Mint will grow well in partial shade, but it’s also thrilled to be in full sun. The fragrant plant is ideal for growing on a kitchen windowsill, where you can touch the leaves and release the plant’s fragrance while you cook. 

Camomile

Chamomile will be happy in a shallow container if it has a bottom drainage hole. This is a great herb to grow for homemade tea.

Thyme

Thyme is a very aromatic herb that thrives in dry soil. Don’t water this herb too often. It’s one of the most forgiving herbs in shallow soil, so it’s a great choice if your pot selection is limited.

Stevia

Stevia is a natural sweetener that’s great to use in tea. It’s a small herbaceous plant with shallow roots, and a growth habit similar to basil.  

Oregano

Oregano comes in a couple of different varieties, and the creeping type makes an attractive potted plant. Give the herb plenty of sunlight, and it will be happy in a shallow pot. 

 FAQ

What type of soil is best for herbs growing in shallow pots?

A standard potting mix is fine for most herbs. If your potting mix is too heavy, it will hold too much water, leading to root rot. A light, well-draining soil will help ensure that your herbs get the moisture they need without being over-watered.

Can I grow herbs indoors in shallow pots?

You can grow herbs indoors in shallow pots as long as they get enough sunlight. A sunny windowsill is a perfect spot for most herbs. If you notice the plants stretching toward the sunlight or looking pale and stringy, consider adding a supplemental light source or moving the pot outside.

What herbs can grow in two inches of soil?

Two inches of soil is enough for small seedlings of any herb. Nursery trays for seed starting are 1-2 inches deep, and with regular water and light fertilization, most herbs will do just fine.

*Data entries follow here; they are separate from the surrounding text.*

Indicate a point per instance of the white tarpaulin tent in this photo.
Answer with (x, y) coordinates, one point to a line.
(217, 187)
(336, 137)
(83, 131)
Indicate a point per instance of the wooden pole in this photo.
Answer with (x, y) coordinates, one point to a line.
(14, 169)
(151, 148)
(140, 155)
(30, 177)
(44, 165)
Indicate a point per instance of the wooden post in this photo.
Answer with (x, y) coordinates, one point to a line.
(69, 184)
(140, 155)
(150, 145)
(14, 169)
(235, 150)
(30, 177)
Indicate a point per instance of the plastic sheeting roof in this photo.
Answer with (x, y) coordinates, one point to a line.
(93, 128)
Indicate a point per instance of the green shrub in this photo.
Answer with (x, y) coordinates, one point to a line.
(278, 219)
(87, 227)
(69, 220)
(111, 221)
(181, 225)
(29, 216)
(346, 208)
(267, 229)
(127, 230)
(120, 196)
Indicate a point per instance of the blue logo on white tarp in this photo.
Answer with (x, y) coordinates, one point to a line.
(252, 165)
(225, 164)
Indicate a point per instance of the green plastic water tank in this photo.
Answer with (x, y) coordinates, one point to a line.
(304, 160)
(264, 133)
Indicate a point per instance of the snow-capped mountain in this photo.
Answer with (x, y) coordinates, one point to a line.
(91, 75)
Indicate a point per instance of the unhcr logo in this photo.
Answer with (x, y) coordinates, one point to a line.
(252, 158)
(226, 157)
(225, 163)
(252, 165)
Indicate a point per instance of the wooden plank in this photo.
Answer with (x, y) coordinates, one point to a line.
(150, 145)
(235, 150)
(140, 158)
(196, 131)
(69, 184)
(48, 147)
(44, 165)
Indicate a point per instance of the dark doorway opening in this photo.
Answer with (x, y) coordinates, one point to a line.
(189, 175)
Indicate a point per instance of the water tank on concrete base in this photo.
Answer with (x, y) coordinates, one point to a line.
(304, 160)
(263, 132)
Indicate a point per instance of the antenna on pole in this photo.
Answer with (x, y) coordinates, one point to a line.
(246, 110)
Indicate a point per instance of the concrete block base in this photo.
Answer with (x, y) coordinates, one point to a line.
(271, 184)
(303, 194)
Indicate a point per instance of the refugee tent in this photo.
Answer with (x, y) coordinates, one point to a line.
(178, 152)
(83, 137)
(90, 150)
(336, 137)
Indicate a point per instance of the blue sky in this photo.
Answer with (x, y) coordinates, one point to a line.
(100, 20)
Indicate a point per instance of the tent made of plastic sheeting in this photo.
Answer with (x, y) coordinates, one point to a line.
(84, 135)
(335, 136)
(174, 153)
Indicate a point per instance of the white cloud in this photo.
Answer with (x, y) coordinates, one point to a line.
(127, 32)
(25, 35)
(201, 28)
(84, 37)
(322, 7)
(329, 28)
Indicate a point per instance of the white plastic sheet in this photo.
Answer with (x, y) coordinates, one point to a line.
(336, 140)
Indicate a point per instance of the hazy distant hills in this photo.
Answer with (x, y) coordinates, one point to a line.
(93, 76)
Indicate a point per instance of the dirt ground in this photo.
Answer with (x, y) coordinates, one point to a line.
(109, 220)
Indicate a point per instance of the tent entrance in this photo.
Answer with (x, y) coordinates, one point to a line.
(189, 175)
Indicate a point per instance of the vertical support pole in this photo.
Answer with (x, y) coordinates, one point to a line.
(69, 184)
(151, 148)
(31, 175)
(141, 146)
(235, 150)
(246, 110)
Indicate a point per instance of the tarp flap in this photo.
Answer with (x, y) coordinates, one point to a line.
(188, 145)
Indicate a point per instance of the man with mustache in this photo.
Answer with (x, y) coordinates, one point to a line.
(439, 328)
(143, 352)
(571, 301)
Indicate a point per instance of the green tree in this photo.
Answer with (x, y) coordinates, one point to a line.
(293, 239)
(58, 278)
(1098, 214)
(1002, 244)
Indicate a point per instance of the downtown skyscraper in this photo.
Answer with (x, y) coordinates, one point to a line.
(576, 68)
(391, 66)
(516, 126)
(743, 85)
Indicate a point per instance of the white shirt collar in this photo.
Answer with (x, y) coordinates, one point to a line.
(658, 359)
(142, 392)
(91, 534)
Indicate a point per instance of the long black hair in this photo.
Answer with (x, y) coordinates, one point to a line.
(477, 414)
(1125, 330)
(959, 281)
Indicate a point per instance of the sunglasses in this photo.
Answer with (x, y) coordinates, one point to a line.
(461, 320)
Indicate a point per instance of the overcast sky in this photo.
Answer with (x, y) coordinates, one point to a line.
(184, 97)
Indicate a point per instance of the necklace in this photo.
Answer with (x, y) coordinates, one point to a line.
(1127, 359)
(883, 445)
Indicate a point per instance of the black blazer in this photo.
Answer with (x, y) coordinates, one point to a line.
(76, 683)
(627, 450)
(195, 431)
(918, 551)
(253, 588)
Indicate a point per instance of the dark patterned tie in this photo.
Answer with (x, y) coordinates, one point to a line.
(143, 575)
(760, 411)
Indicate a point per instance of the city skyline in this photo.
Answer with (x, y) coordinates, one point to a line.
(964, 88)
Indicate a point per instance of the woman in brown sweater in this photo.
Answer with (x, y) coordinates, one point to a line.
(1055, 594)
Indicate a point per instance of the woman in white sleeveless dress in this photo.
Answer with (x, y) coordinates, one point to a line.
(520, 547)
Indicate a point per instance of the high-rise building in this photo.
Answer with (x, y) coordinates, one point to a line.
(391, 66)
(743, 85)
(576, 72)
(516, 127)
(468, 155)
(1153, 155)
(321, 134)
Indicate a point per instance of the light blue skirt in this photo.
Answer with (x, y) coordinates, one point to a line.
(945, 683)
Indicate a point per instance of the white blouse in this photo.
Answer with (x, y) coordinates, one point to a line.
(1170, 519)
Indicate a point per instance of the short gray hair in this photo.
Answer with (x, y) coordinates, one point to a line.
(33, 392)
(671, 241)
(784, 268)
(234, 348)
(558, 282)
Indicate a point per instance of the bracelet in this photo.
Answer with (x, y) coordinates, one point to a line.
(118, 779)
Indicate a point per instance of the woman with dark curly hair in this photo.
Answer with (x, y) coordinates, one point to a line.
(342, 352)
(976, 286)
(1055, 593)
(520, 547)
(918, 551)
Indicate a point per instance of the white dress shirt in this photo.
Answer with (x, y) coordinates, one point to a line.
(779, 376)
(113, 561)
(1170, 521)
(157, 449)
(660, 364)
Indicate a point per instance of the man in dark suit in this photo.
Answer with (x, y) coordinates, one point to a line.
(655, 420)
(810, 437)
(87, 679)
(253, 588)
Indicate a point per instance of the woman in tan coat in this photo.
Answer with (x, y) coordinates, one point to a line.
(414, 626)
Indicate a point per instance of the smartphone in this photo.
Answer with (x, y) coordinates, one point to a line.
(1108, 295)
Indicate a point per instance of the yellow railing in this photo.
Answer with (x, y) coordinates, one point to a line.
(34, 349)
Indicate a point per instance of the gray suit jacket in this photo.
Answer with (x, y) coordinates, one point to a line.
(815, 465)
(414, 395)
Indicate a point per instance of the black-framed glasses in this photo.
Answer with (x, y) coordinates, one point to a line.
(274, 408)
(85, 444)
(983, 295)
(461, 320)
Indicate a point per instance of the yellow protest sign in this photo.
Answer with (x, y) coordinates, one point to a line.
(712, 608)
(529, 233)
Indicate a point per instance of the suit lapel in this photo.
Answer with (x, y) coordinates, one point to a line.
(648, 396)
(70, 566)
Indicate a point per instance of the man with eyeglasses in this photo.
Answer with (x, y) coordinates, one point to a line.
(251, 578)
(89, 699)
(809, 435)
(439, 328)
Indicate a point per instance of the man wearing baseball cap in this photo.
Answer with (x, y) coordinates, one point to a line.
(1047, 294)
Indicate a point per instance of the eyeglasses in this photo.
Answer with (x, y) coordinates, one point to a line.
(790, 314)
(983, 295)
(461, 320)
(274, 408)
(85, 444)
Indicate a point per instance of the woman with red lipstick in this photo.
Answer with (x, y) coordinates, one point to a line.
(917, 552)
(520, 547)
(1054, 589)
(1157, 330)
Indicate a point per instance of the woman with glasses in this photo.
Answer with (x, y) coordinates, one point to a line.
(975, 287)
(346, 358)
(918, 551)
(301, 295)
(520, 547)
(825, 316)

As the herbs mature, only herbs with the most shallow root systems will be able to stay in the pot. Most will need to be transplanted to a deeper container at least four inches deep, though small basil and cilantro plants could stay in two inches of soil if the leaves are harvested regularly and the plant is kept small.

How deep should a planter be for herbs?

Ideally, an herb planter should be at least six inches deep to support the broadest range of herbs. With six inches of soil, the herbs will get all they need regarding root space, moisture, and nutrients for strong growth.